У станции метро на Таганке Прохоров рассказал мне о своей радости и объявил, что ее надо отметить: душа его жаждет зелени, которой нам так не хватало на севере, а также хорошего шашлыка, отменного вина и небольшого озорства — из тех, которым все удивляются, но которые не заслуживают милицейской кары. Я предложил поехать в Парк культуры и отдыха — зелени там хватит на долгую прогулку, а шашлыков и вина в ресторане — на любые культурные запросы. Что же до хулиганства, то выбор его предоставляю ему самому. Мы спустились в метро. На середине эскалатора Прохоров, скромно стоявший на ступеньке, вдруг издал дикий индейский клич и мгновенно принял прежний скромный вид. На нас обернулись все, находившиеся на эскалаторе. Боюсь, виновником отчаянного вопля пассажиры посчитали меня — я неудержимо хохотал, а с лица Прохорова не сходила постная благостность, почти святость.

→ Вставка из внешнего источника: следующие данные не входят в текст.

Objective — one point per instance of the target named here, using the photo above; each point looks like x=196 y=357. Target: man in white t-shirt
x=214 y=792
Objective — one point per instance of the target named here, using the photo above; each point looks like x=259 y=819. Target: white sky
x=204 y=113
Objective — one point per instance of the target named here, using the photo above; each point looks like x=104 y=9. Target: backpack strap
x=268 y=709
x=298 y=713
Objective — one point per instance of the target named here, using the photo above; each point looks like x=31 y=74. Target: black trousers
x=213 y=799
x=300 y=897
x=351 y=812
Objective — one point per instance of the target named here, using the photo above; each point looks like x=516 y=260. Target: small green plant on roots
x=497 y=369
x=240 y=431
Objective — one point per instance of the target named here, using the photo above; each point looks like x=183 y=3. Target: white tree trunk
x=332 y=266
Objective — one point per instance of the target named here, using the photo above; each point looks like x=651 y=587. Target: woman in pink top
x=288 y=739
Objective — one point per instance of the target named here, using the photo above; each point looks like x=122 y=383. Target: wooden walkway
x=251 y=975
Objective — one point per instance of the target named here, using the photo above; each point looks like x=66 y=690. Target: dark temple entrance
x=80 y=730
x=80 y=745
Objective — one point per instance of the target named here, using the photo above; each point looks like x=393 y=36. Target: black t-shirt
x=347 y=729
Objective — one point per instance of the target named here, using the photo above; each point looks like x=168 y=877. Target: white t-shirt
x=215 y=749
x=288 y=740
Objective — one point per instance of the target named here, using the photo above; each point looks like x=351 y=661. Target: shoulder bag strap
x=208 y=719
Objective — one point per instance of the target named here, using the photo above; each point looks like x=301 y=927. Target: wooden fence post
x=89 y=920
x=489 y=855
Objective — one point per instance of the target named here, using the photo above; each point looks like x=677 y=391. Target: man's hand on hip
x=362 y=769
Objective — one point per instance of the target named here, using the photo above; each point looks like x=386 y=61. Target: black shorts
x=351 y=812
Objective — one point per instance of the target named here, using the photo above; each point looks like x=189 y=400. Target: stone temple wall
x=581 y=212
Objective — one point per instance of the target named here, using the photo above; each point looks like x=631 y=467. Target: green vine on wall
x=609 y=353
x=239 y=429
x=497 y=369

Мы поднялись вверх на Октябрьской площади. Прохоров вдруг затосковал. Воинственного клича в метро ему показалось мало, ликующая душа требовала чего-то большего. Он пристал ко мне — что делать? Я рассердился. Меня затолкали пешеходы, ринувшиеся на зеленый свет через площадь. В те годы на Октябрьской не существовало подземных переходов, все таксисты Октябрьскую, как, впрочем, и Таганку, дружно именовали «Площадью терпения», а пешеходы столь же дружно кляли. Посередине площади, на выстроенном для него бетонном возвышении, милиционер в белых перчатках лихо командовал пятью потоками машин, старавшимися вырваться на площадь с пяти вливавшихся в нее улиц.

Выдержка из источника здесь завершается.